Components that consume primitive tokens (var(--color-blue-500)) are coupled to a specific color. When the brand palette changes — blue becomes indigo, the primary action becomes purple — every component using --color-blue-500 must be individually updated. Components that consume semantic tokens (var(--color-action-primary)) only care about purpose, not specific value. Changing the brand is then a change to the semantic token's mapping: --color-action-primary: var(--color-indigo-500). Every component automatically gets the new color. The semantic layer is also what makes theming possible — dark mode simply redefines which primitive --color-action-primary resolves to, without any component changes.

Q5. What causes the flash of wrong theme (FOBT) and how do you prevent it?

FOBT occurs because theme preference is stored in localStorage (a client-side API) and applied via JavaScript — but JavaScript runs after the browser has already received the HTML and begun painting. There's a window between "HTML received" and "JS executed" where the page renders in the default theme. The solution is a blocking inline <script> tag in <head> — before any CSS or HTML content is parsed — that synchronously reads localStorage and applies the correct data-theme attribute. Because it's synchronous and in <head>, it runs before the browser paints any content. The suppressHydrationWarning on <html> prevents React from warning about the data-theme attribute being set by the script before React's hydration.

Q6. How would you structure tokens for a product that needs both light/dark mode and multi-brand support simultaneously?

The cleanest architecture separates brand (color palette shape) from mode (light/dark variant of that palette). Primitive tokens are brand-specific: each brand defines its own --color-brand-500, --color-brand-600, etc.
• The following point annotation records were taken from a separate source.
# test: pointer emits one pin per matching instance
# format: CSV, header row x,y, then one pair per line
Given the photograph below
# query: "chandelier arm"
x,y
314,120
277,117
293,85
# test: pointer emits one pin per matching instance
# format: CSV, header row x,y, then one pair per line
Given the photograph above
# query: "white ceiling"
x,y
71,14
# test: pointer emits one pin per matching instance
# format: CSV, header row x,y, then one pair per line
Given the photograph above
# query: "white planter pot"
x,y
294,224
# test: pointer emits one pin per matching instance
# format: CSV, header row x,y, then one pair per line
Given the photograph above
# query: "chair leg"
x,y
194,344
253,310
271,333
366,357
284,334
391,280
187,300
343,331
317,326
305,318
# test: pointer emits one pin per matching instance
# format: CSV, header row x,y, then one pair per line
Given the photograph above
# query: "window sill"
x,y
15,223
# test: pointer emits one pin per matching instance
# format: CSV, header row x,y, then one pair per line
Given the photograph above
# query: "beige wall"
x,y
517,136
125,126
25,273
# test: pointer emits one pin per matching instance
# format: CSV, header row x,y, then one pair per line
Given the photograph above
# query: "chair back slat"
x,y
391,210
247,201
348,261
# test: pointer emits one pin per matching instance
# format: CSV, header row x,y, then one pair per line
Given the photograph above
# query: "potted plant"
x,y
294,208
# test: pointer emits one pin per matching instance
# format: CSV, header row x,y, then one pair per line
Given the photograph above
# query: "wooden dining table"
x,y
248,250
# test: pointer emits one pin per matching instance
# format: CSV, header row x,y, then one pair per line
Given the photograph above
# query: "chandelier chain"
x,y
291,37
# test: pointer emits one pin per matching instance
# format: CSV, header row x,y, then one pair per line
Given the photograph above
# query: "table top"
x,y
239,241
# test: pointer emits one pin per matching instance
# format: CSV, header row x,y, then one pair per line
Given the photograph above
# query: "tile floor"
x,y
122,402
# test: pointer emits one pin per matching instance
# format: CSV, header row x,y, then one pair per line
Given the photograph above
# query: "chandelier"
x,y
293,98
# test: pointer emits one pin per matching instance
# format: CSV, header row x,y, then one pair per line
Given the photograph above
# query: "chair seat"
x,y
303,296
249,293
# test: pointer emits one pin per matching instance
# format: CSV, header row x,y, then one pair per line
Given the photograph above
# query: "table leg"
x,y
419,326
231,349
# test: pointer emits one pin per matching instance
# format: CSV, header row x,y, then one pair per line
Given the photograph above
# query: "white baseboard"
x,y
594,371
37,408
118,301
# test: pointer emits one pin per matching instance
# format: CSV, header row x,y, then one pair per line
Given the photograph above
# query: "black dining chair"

Semantic tokens reference primitives and have mode variants: [data-theme="light"] { --color-action-primary: var(--color-brand-500) } and [data-theme="dark"] { --color-action-primary: var(--color-brand-400) }. Brand is applied by loading the brand-specific primitive token file (or class). Mode is applied via data-theme attribute. The two dimensions are independent — you can have Brand A in dark mode, Brand B in light mode, or any combination. Style Dictionary builds separate primitive token files per brand but shares the semantic and component token definitions across all brands.